We conducted a genetic analysis of patients with pNENs at our medical institution. The results showed that in high-grade pNENs, 10 out of 13 patients whose pathological diagnosis was pNECs and nine out of 11 patients with TP53 mutation (a characteristic of pNECs) had chromothripsis. By contrast, only two out of 13 patients classified as pNETs G3 and four out of 19 patients without TP53 mutation had chromothripsis. Subsequent examination revealed that chromothripsis correlates with notably reduced OS and an increased likelihood of distant metastasis. In contrast, neither TP53 mutations nor pathological pNECs can independently predict the prognosis of G3 pNENs.
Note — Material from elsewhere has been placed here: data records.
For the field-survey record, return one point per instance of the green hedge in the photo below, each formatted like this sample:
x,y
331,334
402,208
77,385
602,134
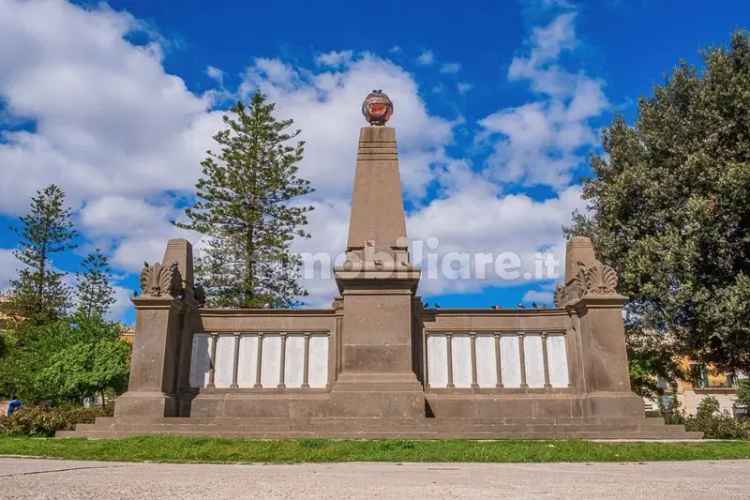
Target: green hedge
x,y
713,425
45,421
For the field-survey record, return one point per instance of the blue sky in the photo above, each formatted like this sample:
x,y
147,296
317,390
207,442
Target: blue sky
x,y
498,105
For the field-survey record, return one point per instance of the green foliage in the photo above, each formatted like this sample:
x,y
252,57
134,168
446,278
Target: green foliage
x,y
743,392
41,421
651,360
216,450
245,205
714,425
65,361
669,209
39,293
95,292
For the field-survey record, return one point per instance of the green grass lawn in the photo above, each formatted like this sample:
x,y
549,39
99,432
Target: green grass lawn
x,y
215,450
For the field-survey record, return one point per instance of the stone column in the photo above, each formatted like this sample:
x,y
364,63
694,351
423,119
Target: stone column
x,y
596,310
377,283
166,289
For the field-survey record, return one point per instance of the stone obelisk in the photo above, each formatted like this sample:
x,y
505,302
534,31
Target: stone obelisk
x,y
377,283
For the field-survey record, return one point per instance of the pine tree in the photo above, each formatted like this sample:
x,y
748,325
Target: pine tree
x,y
39,293
245,208
95,293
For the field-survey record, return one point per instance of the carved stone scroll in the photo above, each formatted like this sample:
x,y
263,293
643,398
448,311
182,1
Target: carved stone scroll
x,y
158,280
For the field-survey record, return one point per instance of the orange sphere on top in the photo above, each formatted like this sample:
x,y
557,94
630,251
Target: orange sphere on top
x,y
377,108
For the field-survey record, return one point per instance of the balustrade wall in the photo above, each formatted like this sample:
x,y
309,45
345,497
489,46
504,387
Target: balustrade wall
x,y
260,360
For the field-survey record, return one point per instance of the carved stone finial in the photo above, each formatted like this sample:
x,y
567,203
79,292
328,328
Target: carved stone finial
x,y
377,108
158,280
590,279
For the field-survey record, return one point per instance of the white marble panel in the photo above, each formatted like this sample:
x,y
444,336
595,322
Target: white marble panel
x,y
511,361
294,361
534,357
318,370
461,348
558,361
437,361
486,361
270,365
200,360
224,364
247,368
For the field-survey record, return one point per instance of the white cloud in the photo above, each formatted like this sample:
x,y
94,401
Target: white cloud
x,y
326,107
122,303
464,87
450,68
140,229
215,74
426,58
108,118
471,217
8,267
538,296
118,132
334,58
540,142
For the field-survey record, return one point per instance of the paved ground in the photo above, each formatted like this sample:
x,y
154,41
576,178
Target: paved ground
x,y
26,478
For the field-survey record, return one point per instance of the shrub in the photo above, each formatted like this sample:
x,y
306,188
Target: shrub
x,y
714,425
743,392
42,421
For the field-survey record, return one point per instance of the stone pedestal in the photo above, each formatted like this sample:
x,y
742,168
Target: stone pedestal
x,y
595,309
377,284
160,314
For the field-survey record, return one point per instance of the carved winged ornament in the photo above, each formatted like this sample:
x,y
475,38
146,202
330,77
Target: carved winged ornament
x,y
158,280
594,279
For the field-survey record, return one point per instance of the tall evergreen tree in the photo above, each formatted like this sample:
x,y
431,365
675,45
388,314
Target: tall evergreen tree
x,y
39,293
245,206
95,292
669,209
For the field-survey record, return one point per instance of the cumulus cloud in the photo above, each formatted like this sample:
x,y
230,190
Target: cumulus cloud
x,y
464,87
335,58
8,267
450,68
326,107
473,218
108,118
541,142
123,136
541,297
426,58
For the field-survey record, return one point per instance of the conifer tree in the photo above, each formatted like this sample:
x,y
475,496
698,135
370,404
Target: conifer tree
x,y
245,205
95,292
39,293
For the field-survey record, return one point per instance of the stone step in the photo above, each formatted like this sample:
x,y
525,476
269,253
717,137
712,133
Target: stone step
x,y
433,428
515,434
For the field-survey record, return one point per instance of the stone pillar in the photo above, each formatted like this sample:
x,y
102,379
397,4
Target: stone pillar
x,y
160,316
377,283
596,310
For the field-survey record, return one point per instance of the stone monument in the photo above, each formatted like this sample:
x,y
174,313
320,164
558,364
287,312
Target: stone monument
x,y
378,363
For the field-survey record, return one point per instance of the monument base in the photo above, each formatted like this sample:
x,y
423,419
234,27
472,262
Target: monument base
x,y
146,404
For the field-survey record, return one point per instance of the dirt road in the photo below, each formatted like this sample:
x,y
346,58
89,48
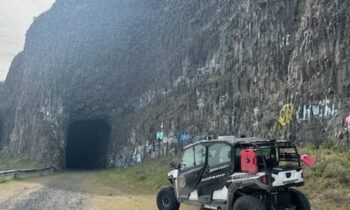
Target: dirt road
x,y
70,190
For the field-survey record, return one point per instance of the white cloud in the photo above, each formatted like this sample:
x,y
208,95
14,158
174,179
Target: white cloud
x,y
15,18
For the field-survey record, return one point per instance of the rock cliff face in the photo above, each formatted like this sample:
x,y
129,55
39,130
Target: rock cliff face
x,y
272,68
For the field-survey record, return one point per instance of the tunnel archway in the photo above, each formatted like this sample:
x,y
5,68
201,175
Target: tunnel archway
x,y
87,144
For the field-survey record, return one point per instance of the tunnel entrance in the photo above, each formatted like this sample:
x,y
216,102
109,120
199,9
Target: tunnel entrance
x,y
87,144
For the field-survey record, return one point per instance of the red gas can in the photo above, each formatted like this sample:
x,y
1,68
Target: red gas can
x,y
249,161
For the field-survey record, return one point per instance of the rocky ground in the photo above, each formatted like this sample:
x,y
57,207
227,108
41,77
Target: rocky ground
x,y
70,190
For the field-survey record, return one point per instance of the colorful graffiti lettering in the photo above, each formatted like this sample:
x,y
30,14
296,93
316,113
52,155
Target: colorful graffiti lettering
x,y
183,136
160,136
347,122
286,114
322,109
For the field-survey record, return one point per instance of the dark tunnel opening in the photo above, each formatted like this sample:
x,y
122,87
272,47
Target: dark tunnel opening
x,y
87,144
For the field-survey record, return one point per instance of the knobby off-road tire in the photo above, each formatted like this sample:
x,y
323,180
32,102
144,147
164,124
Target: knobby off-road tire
x,y
299,200
166,199
247,202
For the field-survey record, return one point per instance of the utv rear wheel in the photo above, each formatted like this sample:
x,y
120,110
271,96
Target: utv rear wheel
x,y
247,202
166,199
299,200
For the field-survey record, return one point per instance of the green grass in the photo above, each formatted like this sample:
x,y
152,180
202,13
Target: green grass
x,y
10,162
143,178
328,181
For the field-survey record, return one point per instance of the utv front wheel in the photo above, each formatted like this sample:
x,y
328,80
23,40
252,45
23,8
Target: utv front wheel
x,y
299,200
247,202
166,199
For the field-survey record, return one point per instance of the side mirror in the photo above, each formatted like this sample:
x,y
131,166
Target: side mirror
x,y
174,165
308,160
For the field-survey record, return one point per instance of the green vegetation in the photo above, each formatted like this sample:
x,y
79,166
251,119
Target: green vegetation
x,y
327,184
10,162
144,178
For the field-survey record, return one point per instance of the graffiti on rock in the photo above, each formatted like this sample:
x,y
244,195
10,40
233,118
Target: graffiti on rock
x,y
286,114
347,122
321,110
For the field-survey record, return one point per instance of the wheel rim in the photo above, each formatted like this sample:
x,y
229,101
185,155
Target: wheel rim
x,y
165,201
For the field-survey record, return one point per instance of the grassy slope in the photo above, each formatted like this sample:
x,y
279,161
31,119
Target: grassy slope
x,y
10,162
143,179
327,183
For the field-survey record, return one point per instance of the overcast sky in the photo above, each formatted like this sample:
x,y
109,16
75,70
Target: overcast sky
x,y
15,19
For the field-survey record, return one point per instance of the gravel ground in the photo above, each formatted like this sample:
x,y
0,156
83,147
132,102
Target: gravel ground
x,y
70,190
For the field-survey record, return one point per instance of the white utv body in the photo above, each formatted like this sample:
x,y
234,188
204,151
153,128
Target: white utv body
x,y
236,174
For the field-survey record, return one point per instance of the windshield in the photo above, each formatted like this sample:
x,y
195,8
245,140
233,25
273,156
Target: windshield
x,y
279,156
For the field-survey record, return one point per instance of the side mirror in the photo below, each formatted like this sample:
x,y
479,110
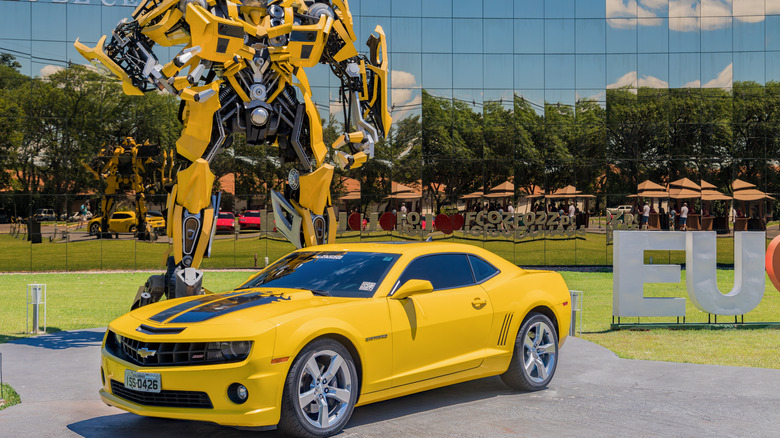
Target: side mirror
x,y
412,287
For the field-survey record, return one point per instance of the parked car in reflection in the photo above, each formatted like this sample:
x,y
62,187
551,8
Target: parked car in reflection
x,y
226,222
155,220
44,214
119,222
250,220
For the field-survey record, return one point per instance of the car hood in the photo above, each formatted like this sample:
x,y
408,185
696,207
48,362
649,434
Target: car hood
x,y
245,307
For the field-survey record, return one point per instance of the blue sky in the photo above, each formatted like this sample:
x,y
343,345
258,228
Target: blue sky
x,y
553,50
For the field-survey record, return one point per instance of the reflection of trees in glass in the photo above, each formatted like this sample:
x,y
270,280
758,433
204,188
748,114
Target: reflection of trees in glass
x,y
61,120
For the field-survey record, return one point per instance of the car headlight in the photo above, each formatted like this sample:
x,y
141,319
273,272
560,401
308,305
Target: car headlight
x,y
230,351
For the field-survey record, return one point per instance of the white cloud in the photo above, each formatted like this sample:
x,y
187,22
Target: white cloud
x,y
412,105
49,70
684,8
654,4
749,7
628,9
686,15
401,96
632,80
716,8
724,79
627,80
402,79
652,82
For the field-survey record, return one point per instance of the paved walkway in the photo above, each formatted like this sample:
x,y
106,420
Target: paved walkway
x,y
593,394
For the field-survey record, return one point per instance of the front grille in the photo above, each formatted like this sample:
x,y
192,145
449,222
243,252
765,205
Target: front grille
x,y
170,353
166,353
164,398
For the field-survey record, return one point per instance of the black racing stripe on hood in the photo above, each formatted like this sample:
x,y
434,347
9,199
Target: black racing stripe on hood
x,y
227,305
175,310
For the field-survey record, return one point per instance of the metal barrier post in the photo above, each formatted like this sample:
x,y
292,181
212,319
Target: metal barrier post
x,y
576,307
36,295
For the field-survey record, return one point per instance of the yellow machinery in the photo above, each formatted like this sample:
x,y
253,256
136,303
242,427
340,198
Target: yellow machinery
x,y
143,168
245,72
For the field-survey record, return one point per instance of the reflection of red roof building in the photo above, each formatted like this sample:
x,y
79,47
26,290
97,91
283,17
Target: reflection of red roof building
x,y
351,189
227,183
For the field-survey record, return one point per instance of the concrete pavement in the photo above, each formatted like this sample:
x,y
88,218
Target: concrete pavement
x,y
594,393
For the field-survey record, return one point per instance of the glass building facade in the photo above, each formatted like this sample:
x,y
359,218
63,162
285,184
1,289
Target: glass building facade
x,y
493,102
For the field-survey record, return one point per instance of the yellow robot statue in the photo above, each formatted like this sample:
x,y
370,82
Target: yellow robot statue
x,y
245,72
130,166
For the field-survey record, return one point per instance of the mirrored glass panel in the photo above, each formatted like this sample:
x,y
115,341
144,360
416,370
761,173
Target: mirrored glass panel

Thus, we believe that chromothripsis can help differentiate pNECs from high-grade pNETs and potentially offer prognostic insights and guidance regarding distant metastasis.

The WHO has categorized high-grade pNENs into pNETs G3 and pNECs to facilitate clinical management and prognosis. However, its heavy reliance on subjective morphological assessment can result in challenges such as inter-pathologist variability and difficulty distinguishing in certain cases.14 In our study, two chromothripsis-negative patients with the pathological diagnosis of pNECs had long-term survival. In contrast, one chromothripsis-positive patient with the pathological diagnosis of pNETs G3 died 280 days after diagnosis. In ambiguous cases, one chromothripsis-positive patient also exhibited shorter OS compared with three chromothripsis negative. More importantly, the multivariable analysis of high-grade pNENs showed that only chromothripsis was an independent prognostic indicator for OS. These findings suggested that chromothripsis may be a more reliable predictor for the prognosis of G3 pNENs.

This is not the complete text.